Anch’essi si fermarono.

«Che grandi personalità sono venute a onorare la casa del signore di Re Albi», disse. Tuaho? No, non si chiamava così. Delfino d’osso, animale d’osso, bambina d’osso.

«Lord Arcimago!» Gli rivolse un profondo inchino, e Ged si inchinò a sua volta.

«E Lady Tenar di Atuan!» Davanti a lei, fece un inchino ancor più profondo, e la donna si inginocchiò sulla strada, abbassò la testa e posò prima le mani sulla terra e poi anche la faccia.

«Adesso, striscia», disse l’uomo, e lei cominciò a strisciare verso di lui.

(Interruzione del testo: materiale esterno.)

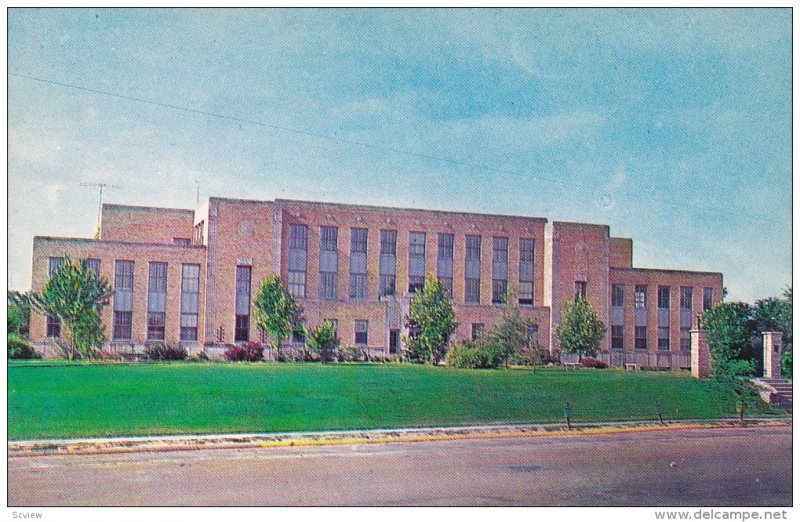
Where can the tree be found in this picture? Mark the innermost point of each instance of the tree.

«Fermati», disse l’uomo, e lei si fermò.

«Puoi parlare?» chiese l’uomo, e lei non rispose, perché non le venne alle labbra alcuna parola, ma Ged rispose, con il suo solito tono pacato:

«Sì».

«Dov’è il mostro?»

«Non lo so.»

«Pensavo che la strega portasse con sé il suo demone familiare. Ma ha portato te, invece. Il Lord Arcimago Sparviero. Che meraviglioso sostituto! L’unica cosa che posso fare a mostri e streghe è liberare il mondo della loro presenza. Ma a te, che una volta eri un uomo, posso parlare; tu sei in grado di parlare razionalmente, almeno. E puoi capire la tua punizione. Ti credevi al sicuro, suppongo, con il tuo re sul trono, e il mio padrone — il nostro padrone — sconfitto. Pensavi di averla avuta vinta, e di avere distrutto la promessa di una vita eterna, vero?»

«No», disse Ged.

Tenar non poteva vederli. L’unica cosa che vedeva era la terra, davanti ai suoi occhi; la stessa terra di cui sentiva il sapore in bocca. Udì Ged rispondere: «’Nella morte è vita’».

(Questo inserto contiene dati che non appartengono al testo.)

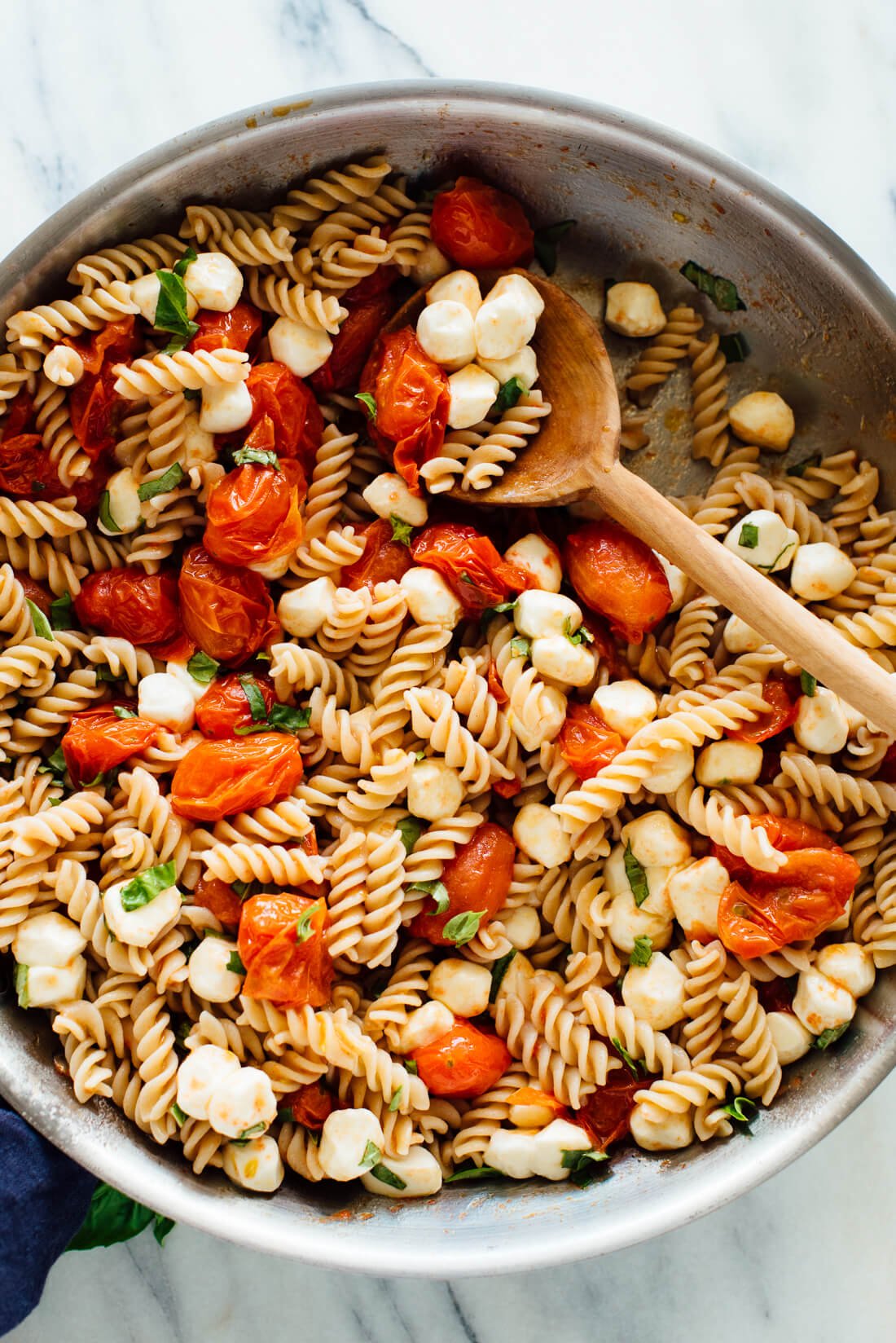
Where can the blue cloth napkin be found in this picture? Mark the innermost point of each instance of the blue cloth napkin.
(43, 1201)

«Bla, bla, cita i canti, Maestro di Roke… maestrino di scuola! Che divertente spettacolo, il grande Arcimago vestito da pastore, e non una briciola di magia dentro di lui… non una sola parola di Potere. Puoi fare un incantesimo, Arcimago? Uno piccolissimo, un piccolo incantesimo di illusione? No? Neppure una parola? Il mio padrone ti ha sconfitto. Adesso l’hai capito? Non l’hai vinto. Il suo Potere è vivo! Potrei tenerti vivo qui, per un po’ di tempo, per mostrarti quel Potere… il mio Potere. Per mostrarti il vecchio in cui ho vinto la morte… e potrei usare la tua vita per continuare a farlo, se ne avessi bisogno… e per vedere che il tuo re ficcanaso farà la figura del pagliaccio, con i suoi cortigiani pieni di smancerie e i suoi maghi idioti che cercano una donna. Farci comandare da una donna! Ma il comando è qui, il Potere è qui, in questo castello. Per tutto l’anno ho raccolto intorno a me uomini, gente che conosce il vero Potere. Alcuni vengono da Roke, da sotto il naso dei maestri. E da Havnor, da sotto il naso di quel cosiddetto Figlio di Morred, che vuole farsi comandare da una donna: il nostro re, che si crede talmente al sicuro da potersi chiamare con il suo nome vero. Conosci il mio nome, Arcimago? Ti ricordi di me, quattro anni fa, quando tu eri il grande Maestro dei Maestri, e io ero un umile studente di Roke?»

«Ti chiamavi Pioppo», rispose la voce paziente.